Üniversiteye tanıdığım her zır cahil öğretim üyesi olarak alındı, biz görüşmelere bile alınmadık, iltifatlarla, övgülerle. İlgilenmediği alanların uzmanı olarak show yaparke gördük, bz geldiğimizde şehir değiştirenleri. Yokluğumuzda yerimizi almışlardı. Yavuklularımızla evlenmişlerdi. Kaybolmamızla kariyer yapabilmişlerdi. Kapıları herkese açtılar, şu alanlarda yetişmiş insan yok bizde diyerek, o alanların insanlarıyla üniversiteleri buluşturmayarak, saçmalayarak, şakşaklanarak, aydın nesilleri kendilerine benzeterek silinmekteler vitrinden. Biz onların önünü açmıştık. Varlığımız onların varlık sebebiydi. Kendini yoklayabilen, yoksayabilen aydındık. Kapıları olumsuzlamayı bilmeyenlere açtık. Olumsuzlamayı olumsuzlayanlara. Kendisini ortadan kaldırabilen varlığın şikayeti de ne?


Ne yangınlara, ateşe vermelere karşı koyduk. Sivasta olsak o otelin önüne dikilirdik. İşte o gün ne yazık ki yokuz dedim, ne yazık ki yoktuk. Bizi kim aradı ki? Sual eden kim oldu ki? Geldik, "işlerine gelen biz"i bozduk, uzak tutulduk. Geri döndük, kaybolduğumuz yerlere, varlığımız kimsenin işine gelmiyordu, her yalan, talan, dolan, yokluğumuz üzerine kurulmuştu. Kimseleri utandırmadık, usandırmadık, bu utanç bizim.
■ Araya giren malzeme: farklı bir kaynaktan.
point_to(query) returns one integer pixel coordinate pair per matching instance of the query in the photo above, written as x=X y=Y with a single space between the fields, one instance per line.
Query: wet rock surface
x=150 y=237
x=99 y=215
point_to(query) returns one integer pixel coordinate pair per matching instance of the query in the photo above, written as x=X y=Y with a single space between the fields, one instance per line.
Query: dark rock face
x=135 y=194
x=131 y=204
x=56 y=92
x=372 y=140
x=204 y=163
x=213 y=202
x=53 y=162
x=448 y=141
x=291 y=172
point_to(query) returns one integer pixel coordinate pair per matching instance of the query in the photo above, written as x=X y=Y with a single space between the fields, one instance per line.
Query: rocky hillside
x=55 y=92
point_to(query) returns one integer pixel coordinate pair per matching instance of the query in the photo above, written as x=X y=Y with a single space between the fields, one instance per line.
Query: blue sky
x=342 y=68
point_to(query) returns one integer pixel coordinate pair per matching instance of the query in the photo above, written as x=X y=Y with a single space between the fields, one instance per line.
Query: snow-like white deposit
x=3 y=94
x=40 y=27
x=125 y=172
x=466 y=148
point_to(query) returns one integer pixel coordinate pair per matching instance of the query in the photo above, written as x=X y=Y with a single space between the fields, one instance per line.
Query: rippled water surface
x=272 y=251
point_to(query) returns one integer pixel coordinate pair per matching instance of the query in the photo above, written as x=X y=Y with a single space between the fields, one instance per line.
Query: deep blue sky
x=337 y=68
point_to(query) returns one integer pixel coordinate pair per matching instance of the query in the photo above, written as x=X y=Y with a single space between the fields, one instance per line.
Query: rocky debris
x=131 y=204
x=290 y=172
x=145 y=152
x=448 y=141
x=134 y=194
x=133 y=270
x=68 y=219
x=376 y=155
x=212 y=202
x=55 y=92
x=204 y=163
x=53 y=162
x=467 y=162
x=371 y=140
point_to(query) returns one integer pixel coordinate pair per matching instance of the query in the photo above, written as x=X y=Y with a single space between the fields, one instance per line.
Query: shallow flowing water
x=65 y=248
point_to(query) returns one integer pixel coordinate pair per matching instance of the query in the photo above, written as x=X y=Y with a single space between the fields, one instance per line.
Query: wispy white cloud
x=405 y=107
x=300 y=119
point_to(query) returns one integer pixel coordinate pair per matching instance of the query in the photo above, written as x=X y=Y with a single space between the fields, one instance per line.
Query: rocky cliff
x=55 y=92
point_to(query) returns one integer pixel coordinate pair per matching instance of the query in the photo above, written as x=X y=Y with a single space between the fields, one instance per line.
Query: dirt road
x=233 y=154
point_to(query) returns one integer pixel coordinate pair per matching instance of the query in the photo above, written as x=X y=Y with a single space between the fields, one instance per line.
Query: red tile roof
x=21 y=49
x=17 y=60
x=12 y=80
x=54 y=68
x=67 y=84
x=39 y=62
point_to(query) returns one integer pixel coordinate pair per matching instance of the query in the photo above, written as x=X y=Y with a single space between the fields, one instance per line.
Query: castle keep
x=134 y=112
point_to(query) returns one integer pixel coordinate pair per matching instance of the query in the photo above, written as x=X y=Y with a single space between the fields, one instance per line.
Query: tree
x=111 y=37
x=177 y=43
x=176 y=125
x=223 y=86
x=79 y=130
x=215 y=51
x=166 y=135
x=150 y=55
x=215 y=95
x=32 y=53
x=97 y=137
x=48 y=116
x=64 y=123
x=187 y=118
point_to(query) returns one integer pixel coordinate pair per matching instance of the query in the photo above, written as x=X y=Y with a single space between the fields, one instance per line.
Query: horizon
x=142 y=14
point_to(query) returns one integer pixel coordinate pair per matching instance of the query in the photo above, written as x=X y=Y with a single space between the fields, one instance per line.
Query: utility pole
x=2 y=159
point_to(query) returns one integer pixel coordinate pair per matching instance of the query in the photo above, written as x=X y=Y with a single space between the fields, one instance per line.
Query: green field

Ne ders verebildik, ne yazabildik, ne derdimiz aktarabildik. Çoluk çocuk da yetiştiremedik. Bir itiraz geleneğini de devredemedik. Bir aidiyeti, sorumluluğu, sevinci, tevazuyla kaynaşmış özgüveni.


Havada, suda, karada, içerde, dışarda, ormanda, en ıssız adada insanlığı insaniyeti savunan kim kaldıysa mirasçımızdır. Kendi konuşup, söyleyeceği olanı susturan, kendisini artık omuzlarda taşınması gerekene taşıtan bizden değildir.


Bizler de vardık sayın seyirciler. Karşı duranlar. Teslim olmayanlar. Teslim etmeyenler. Hakkaniler. Kendini hakikatle düzeltmeye vurgunlar. Hakikatliler. Aşıklar. Ahlaklılar. Şeffaf yaşayanlar. Bizim kaybolmamızla başlamadı her kötü şey. Varlığımızla dünyanın karışmadığı gibi.


Sizler işinize geldiği gibi yaşadınız. Elimizden tutup dolaşmaya utandınız, biz sizlerden utanmazken. Bize giymediklerinizi giydirmeye kalkıştınız, karşı çıkmadık, ama üzerimize olmayanlarda inat ettiniz. Bizi ihbar ettiniz. Bize kapıları kapattınız. İnsanlığı birbirine kışkırttınız. İtekleyenimizdiniz, sizi ciddiye almadık, kendi hızımızla gitmeye çırpındık. Darağaçlarımızın üzerine de siz tünediniz. Arkadaşlarınızın katillerini savunarak, çocuklarınızı kayalardan atarak, halkınızın omuzlarına basarak.


Bugün bu toplumun kanaat önderleri olmadığımızı biliyoruz. Hakikatten kaçıyor insan. İnsanlığından kaçıyor. Kaçmasalar ne farkedecek? Daha başka bir duruşun garanti edebileceği ne var? Bir başka çabanın önünü kapatmaktan başka ne günahları var? Zamanımız gelse, kim engelleyebilir halkın aşkla akan selini? Halk zalim de olur. Bunun önünü açışsa nedense her daim başarılı olur. Açan bir başka şeyi kapatır. Kapatan başka bir akışın önünü açar.


Hangi zulüm sonsuza kadar akabilir? Sosyal mühendisliğin kötü yanı da bir palavra üzerine kurulu, yatsıya kadar doğru çıkaran bir ışıkla aydınlanış.


Kapışanlar, tepişenler halk, insan, hakikat dememekte.


Hakikati, hakikatliliği telaffuz edenler taşlanmamakta evet. Dinleyen kim, söylediğimiz her şey yakınlarımıza dahi gevezelik, hezeyan. Hatta iğrenç, kaba, eleştirel, kurcalayıcı, kazıyıcı Hakikat dediğimiz.


Dehalaştırdıkları zorbalık, kabalık, kuzu sessizliği, kendi sessizlikleri, soluksuzlukları.


Düşünce karşısında sesi çıkmayan kim var ki? Geçim derdindeki üç beş aydından başka?